Today, sailboats are used mainly for recreation. Supertankers and huge cargo carriers using cheap, dirty fuel have replaced environmentally friendly wind-powered transport as the main mode of world commerce.
In response to growing concerns about global warming, the United Nations' International Maritime Organization has established a goal of slashing emissions by 40 percent by the end of this decade.
Responding to a new environmental consciousness, companies are studying greener means of transportation. Incorporating newly designed materials and computerized operations, these companies are on the cutting edge of a new age in shipping.
A Swedish company, Wallenius Marine, joined the revolution as it announced last week plans to build a sleek-looking wind-powered car and truck carrier ship that can haul 7,000 vehicles at a time. The ship, named Oceanbird, will sport five 260-foot retractable sails composed of metal and composite materials.
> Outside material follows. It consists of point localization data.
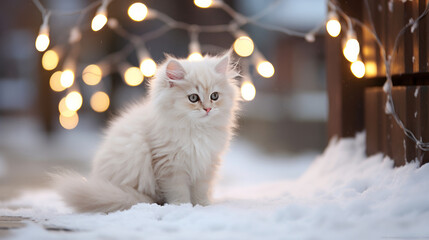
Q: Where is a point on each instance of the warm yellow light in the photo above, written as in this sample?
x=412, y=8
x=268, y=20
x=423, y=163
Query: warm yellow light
x=351, y=50
x=248, y=91
x=69, y=122
x=92, y=74
x=64, y=110
x=333, y=27
x=148, y=67
x=67, y=78
x=203, y=3
x=100, y=101
x=98, y=22
x=50, y=60
x=244, y=46
x=265, y=69
x=133, y=76
x=137, y=12
x=358, y=69
x=55, y=82
x=74, y=101
x=195, y=56
x=42, y=42
x=370, y=69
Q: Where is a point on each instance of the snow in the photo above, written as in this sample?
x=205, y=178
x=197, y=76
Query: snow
x=342, y=194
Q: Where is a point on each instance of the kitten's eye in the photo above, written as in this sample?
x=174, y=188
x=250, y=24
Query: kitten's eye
x=193, y=98
x=214, y=96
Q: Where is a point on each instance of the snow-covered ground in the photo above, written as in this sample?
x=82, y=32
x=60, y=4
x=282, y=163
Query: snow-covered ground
x=341, y=194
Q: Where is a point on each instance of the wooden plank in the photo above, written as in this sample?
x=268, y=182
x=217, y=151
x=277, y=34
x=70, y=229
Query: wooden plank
x=372, y=120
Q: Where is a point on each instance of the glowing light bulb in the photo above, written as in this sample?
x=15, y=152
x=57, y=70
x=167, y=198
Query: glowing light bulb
x=55, y=82
x=203, y=3
x=358, y=69
x=98, y=21
x=63, y=109
x=67, y=78
x=195, y=56
x=92, y=74
x=351, y=50
x=42, y=42
x=100, y=101
x=74, y=101
x=333, y=26
x=148, y=67
x=370, y=69
x=265, y=69
x=244, y=46
x=137, y=11
x=70, y=122
x=248, y=91
x=133, y=76
x=50, y=60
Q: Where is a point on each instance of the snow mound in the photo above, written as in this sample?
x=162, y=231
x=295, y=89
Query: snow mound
x=342, y=195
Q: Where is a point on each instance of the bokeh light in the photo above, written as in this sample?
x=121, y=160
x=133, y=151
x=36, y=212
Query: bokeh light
x=92, y=74
x=137, y=11
x=133, y=76
x=55, y=82
x=244, y=46
x=100, y=101
x=50, y=60
x=74, y=100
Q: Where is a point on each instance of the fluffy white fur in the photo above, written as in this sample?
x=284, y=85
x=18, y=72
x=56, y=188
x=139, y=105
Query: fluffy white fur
x=165, y=149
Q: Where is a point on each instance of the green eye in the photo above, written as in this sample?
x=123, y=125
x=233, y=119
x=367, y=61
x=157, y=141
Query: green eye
x=214, y=96
x=193, y=98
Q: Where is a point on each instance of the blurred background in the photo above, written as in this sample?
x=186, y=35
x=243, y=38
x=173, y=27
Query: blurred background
x=287, y=116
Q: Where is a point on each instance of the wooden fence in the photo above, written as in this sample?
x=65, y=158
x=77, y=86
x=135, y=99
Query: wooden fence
x=358, y=104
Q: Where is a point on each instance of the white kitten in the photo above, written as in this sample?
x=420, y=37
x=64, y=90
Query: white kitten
x=166, y=149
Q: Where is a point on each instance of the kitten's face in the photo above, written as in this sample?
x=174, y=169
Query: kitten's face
x=200, y=91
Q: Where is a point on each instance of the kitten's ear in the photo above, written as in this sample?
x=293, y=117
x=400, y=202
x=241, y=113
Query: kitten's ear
x=175, y=70
x=223, y=64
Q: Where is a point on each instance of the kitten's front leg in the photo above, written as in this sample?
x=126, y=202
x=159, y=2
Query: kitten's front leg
x=176, y=188
x=201, y=191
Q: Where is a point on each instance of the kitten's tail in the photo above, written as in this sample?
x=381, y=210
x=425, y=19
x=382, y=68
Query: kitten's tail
x=94, y=194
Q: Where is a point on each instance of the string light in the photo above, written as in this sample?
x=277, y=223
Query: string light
x=50, y=60
x=148, y=67
x=248, y=90
x=243, y=45
x=70, y=122
x=42, y=40
x=203, y=3
x=137, y=11
x=67, y=78
x=100, y=18
x=74, y=101
x=333, y=26
x=100, y=101
x=92, y=74
x=55, y=82
x=358, y=69
x=194, y=47
x=63, y=109
x=351, y=47
x=238, y=21
x=133, y=76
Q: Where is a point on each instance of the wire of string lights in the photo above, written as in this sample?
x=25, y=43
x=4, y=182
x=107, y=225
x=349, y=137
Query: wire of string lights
x=243, y=46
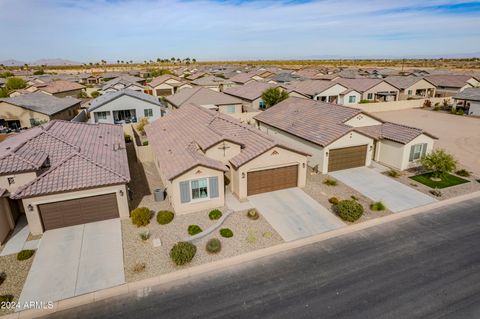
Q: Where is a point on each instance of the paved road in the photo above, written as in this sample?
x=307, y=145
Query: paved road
x=426, y=266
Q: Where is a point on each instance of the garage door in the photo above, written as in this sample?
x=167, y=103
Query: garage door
x=78, y=211
x=271, y=179
x=348, y=157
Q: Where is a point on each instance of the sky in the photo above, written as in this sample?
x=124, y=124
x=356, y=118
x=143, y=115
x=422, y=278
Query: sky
x=90, y=30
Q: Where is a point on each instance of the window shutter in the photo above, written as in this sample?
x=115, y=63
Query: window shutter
x=412, y=152
x=184, y=192
x=213, y=187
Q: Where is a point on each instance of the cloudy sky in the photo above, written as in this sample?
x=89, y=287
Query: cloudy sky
x=90, y=30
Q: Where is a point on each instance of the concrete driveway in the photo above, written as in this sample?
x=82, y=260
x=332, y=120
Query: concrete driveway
x=294, y=214
x=76, y=260
x=378, y=187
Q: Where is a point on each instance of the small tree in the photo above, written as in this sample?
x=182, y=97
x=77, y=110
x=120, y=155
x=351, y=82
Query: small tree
x=439, y=162
x=273, y=96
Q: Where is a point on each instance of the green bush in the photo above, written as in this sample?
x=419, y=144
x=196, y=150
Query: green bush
x=25, y=254
x=349, y=210
x=164, y=217
x=215, y=214
x=213, y=246
x=333, y=200
x=194, y=229
x=253, y=214
x=330, y=182
x=377, y=206
x=463, y=173
x=183, y=253
x=141, y=216
x=226, y=232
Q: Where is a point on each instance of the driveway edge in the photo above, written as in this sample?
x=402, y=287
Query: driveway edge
x=227, y=262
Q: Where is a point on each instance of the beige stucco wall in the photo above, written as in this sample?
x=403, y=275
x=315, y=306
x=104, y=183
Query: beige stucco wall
x=33, y=217
x=276, y=157
x=20, y=180
x=173, y=191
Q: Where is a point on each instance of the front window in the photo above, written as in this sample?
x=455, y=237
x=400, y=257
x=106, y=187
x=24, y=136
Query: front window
x=199, y=188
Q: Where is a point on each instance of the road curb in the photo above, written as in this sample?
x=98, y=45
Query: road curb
x=140, y=286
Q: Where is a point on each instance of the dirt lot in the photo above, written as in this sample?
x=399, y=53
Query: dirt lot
x=460, y=135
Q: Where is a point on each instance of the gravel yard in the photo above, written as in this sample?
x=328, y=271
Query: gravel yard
x=16, y=272
x=321, y=193
x=248, y=235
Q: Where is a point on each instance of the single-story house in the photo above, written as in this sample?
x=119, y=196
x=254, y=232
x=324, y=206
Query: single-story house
x=411, y=87
x=469, y=99
x=375, y=90
x=65, y=173
x=200, y=154
x=251, y=94
x=341, y=137
x=206, y=98
x=213, y=83
x=450, y=84
x=165, y=85
x=31, y=109
x=125, y=106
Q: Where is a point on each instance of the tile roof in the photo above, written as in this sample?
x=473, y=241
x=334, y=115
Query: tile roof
x=42, y=103
x=72, y=156
x=60, y=86
x=250, y=91
x=201, y=96
x=108, y=97
x=180, y=139
x=323, y=123
x=470, y=94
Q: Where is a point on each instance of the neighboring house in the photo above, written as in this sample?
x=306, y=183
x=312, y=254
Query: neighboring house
x=450, y=84
x=197, y=150
x=31, y=109
x=125, y=106
x=64, y=173
x=165, y=85
x=469, y=99
x=206, y=98
x=373, y=90
x=122, y=83
x=61, y=88
x=213, y=83
x=411, y=87
x=341, y=137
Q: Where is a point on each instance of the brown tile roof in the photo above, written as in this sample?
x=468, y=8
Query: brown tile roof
x=60, y=86
x=180, y=139
x=201, y=96
x=250, y=91
x=75, y=155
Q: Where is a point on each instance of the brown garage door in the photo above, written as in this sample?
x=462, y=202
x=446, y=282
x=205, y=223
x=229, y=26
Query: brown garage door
x=78, y=211
x=271, y=179
x=348, y=157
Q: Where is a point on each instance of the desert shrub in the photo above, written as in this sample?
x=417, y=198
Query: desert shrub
x=226, y=232
x=144, y=235
x=253, y=214
x=25, y=254
x=140, y=216
x=165, y=217
x=330, y=181
x=349, y=210
x=215, y=214
x=182, y=253
x=213, y=246
x=463, y=172
x=139, y=267
x=377, y=206
x=194, y=229
x=333, y=200
x=439, y=162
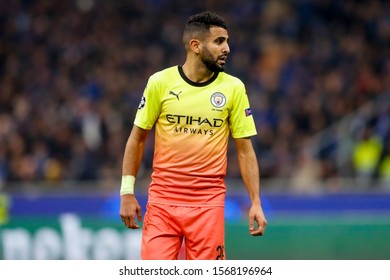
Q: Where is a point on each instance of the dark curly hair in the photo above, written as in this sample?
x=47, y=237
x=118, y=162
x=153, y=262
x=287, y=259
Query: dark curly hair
x=199, y=24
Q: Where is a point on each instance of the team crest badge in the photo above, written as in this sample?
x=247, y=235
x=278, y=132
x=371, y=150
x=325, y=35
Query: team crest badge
x=218, y=99
x=142, y=103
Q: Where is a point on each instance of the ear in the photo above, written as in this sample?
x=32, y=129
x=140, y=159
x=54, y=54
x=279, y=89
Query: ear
x=195, y=46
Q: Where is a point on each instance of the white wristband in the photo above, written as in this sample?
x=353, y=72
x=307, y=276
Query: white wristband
x=127, y=185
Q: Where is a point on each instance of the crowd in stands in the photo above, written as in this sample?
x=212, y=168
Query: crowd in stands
x=72, y=74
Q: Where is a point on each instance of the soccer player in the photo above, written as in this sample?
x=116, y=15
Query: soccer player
x=193, y=108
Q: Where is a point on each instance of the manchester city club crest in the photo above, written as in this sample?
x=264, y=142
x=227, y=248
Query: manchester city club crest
x=218, y=99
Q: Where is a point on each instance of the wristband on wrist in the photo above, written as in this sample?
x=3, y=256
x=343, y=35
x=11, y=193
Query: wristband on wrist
x=127, y=185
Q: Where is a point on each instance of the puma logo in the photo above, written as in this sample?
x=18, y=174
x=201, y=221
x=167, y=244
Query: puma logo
x=175, y=94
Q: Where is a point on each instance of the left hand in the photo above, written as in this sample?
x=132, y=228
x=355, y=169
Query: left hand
x=257, y=221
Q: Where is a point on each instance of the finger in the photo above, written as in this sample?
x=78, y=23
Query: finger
x=251, y=224
x=257, y=232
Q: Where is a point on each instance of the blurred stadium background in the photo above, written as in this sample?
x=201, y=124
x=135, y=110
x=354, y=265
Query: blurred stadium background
x=318, y=77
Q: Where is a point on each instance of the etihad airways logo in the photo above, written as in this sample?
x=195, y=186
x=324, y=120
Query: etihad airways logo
x=191, y=120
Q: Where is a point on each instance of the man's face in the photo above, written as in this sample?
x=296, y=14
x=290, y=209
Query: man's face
x=215, y=49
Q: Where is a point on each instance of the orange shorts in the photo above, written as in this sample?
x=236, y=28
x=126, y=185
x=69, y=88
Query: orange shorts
x=201, y=230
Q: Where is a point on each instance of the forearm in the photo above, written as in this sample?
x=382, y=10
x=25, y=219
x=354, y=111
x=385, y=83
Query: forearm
x=249, y=170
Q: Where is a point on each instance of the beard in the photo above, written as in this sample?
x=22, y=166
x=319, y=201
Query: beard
x=210, y=62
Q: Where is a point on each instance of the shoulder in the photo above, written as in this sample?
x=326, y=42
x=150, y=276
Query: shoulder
x=164, y=75
x=232, y=80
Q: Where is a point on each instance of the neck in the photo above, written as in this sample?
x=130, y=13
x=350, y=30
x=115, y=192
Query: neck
x=197, y=72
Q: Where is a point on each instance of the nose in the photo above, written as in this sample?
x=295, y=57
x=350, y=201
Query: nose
x=226, y=48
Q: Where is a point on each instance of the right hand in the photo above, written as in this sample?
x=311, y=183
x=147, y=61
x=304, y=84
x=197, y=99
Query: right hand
x=129, y=209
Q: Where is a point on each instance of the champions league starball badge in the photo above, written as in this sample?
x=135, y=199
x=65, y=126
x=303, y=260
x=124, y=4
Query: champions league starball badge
x=142, y=103
x=218, y=99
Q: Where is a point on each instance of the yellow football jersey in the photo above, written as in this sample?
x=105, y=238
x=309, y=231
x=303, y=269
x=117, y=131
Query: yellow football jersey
x=192, y=125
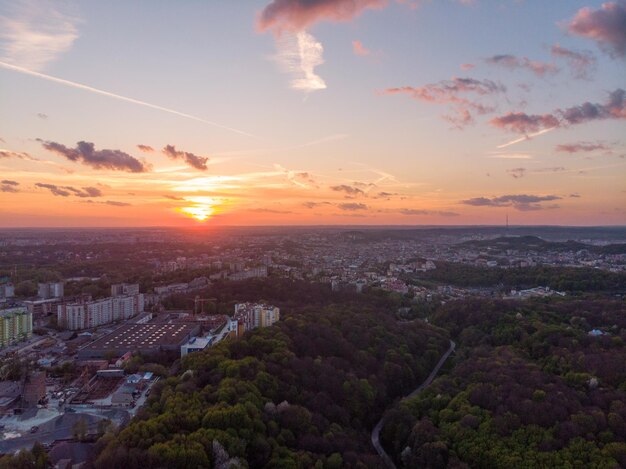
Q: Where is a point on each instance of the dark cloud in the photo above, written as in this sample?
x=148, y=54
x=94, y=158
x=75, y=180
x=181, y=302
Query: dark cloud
x=145, y=148
x=86, y=153
x=582, y=147
x=56, y=190
x=519, y=122
x=449, y=92
x=352, y=206
x=606, y=26
x=522, y=202
x=297, y=15
x=441, y=213
x=352, y=191
x=513, y=62
x=581, y=63
x=195, y=161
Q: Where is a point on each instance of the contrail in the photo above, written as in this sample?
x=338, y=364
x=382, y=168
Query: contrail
x=80, y=86
x=525, y=137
The sails can be lowered to 66 feet to pass under bridges or accommodate changing wind conditions. Upon completion, the 650-foot-long, 130-foot-wide ship will hold the distinction of being the world's largest sailing vessel.
The Oceanbird can travel at an average speed of 10 knots. That is a bit slower than conventional vessels, but cruising with the wind means it can eliminate emissions by 90 percent.
"Our vision is to lead the way towards truly sustainable shipping," said Per Tunell, Wallenius Marine's chief operating officer, during a digital press conference last week. "Of course we want others to join us."
When asked why the company was willing to share so many details about construction of the ship, Tunell replied, "It is not a competition, but rather a direction we all need to take. By being transparent in the process, we want to inspire others to test the limit to what is possible… We need to make a change and it just can't wait anymore."
Tunell also noted that he has been asked about what some see as a contradiction: an environmentally ambitious effort at transportation that ironically will transport polluting automobiles. Tunell said, "The car industry is going through a major transition as well, and it is moving fast. I would say they are way ahead of the general shipping industry and I am convinced that cars of the future will have significantly less, or even zero emissions from their operation. Oceanbird is matching what many car manufacturers are doing perfectly."
Wallenius, working with the Swedish research institute SSPA and the Royal Institute of Technology in Stockholm on the Oceanbird project, built a small-scale model of the ship and will be testing it in sea waters over the next few months. A completed design should be ready by the end of next year and the first ship should be ready to sail before 2025.